Kinoti left World Vision in 1999 to obtain a Masters degree in theological studies at Fuller Theological Seminary in Los Angeles, California. There, he partnered with a local church working in their community development program, which assisted second-generation Asian families with spiritual support and integrating into life in the United States. For his doctoral dissertation, he had wanted to return to Kenya to study tribal relationships and conflict, but could not because of 9/11-related travel restrictions. His focus then shifted to studying peacebuilding and the role of religion in social harmony among ethnic groups in Los Angeles.
Religion has had a profound impact on Kinoti’s life and directly informs his view of peacebuilding. He remarked, “It’s very clear to me that God created all things and created human beings in his own image and put his image in us… therefore, we’re starting from that basis of equality.” To Kinoti, religious teachings “place us in a vertical relationship with God that… that should then inform our horizontal relationships with one another.” From there, it is our choice to take religious teachings like righteousness and justice based in Christianity and similar ideas in other religions and then apply them to “building peace, whether that’s in a family or community – defined on any level up to that of a social circle, city, county, or country.”
His first experience with mediation was during his time in Los Angeles.
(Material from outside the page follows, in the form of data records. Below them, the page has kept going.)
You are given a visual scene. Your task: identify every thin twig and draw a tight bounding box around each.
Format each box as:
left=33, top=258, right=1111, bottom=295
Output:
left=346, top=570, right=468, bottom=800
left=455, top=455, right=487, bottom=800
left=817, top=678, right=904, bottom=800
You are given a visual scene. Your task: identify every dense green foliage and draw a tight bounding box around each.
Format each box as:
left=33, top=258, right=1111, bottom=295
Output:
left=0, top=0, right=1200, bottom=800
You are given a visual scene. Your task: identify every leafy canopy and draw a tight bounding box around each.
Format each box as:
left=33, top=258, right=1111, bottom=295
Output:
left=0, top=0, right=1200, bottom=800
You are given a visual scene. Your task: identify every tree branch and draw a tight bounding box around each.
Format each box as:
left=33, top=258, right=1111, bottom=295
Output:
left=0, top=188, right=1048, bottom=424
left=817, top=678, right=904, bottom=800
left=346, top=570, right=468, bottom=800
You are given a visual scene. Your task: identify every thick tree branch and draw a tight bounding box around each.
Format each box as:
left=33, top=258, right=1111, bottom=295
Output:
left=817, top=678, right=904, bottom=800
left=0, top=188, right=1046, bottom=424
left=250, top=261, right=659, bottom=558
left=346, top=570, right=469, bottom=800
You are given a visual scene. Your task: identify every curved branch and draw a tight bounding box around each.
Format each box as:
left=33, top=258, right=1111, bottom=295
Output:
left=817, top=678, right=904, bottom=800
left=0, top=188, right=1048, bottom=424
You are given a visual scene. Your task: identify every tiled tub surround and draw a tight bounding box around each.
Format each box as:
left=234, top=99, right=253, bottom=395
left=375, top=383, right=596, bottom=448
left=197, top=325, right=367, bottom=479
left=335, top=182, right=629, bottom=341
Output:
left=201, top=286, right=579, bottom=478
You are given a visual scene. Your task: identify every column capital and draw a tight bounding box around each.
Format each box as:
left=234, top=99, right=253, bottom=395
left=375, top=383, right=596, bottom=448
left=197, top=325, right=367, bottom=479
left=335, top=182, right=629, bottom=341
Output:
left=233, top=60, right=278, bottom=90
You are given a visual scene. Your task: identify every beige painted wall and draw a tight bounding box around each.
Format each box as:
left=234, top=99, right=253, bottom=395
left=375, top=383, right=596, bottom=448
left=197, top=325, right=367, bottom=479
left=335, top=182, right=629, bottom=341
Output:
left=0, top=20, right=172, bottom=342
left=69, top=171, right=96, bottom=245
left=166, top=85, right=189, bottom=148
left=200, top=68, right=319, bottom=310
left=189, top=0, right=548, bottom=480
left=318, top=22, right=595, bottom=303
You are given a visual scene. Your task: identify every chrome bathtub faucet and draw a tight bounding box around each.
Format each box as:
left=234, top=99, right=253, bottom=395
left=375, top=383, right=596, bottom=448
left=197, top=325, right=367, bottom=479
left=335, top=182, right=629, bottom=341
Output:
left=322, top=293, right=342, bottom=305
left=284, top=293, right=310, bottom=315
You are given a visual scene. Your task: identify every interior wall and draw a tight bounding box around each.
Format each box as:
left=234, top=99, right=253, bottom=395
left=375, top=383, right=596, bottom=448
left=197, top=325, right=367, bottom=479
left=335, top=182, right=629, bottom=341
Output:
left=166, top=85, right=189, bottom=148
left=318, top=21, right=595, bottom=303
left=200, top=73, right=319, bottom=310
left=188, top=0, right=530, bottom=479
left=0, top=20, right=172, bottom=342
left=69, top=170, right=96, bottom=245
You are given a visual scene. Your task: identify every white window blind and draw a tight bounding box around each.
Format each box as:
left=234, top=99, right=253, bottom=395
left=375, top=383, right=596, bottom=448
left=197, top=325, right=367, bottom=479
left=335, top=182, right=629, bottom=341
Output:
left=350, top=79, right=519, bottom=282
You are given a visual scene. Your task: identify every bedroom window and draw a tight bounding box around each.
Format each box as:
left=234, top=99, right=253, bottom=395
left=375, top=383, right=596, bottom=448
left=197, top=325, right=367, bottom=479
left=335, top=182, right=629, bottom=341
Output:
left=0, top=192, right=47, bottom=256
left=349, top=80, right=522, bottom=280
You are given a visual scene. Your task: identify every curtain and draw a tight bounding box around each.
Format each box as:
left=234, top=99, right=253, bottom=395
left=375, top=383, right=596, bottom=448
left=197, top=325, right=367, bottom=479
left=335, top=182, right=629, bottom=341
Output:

As a community worker, he was trained as a mediator through the Los Angeles County Bar Association in collaboration with the Pasadena Police Department. He stated that “The idea was to train more community mediators to work with the police in helping to mediate some of the community disputes.” He spent about a year and a half mediating community disputes, mostly about housing and roommate issues, for Fuller Seminary in Pasadena, CA.
After finishing his PhD, Kinoti briefly returned to the NGO world, working for a water, sanitation, and hygiene organization. There, he carried out similar functions to his previous work, including developing community and physical infrastructure as well as training others in community development and management. After the 2010 economic crisis, he found an opportunity at Regis University in Denver, where he has used his rich experiences to teach NGO and nonprofit management for the last decade and a half. He has not only been teaching the next generation of peacebuilders for this time, but he has also served as the co-chair and chair of his entire department at Regis, using his expertise to expand and improve their program. He currently directs the Master’s in Nonprofit Management and the Master’s in Sustainable Development programs at Regis.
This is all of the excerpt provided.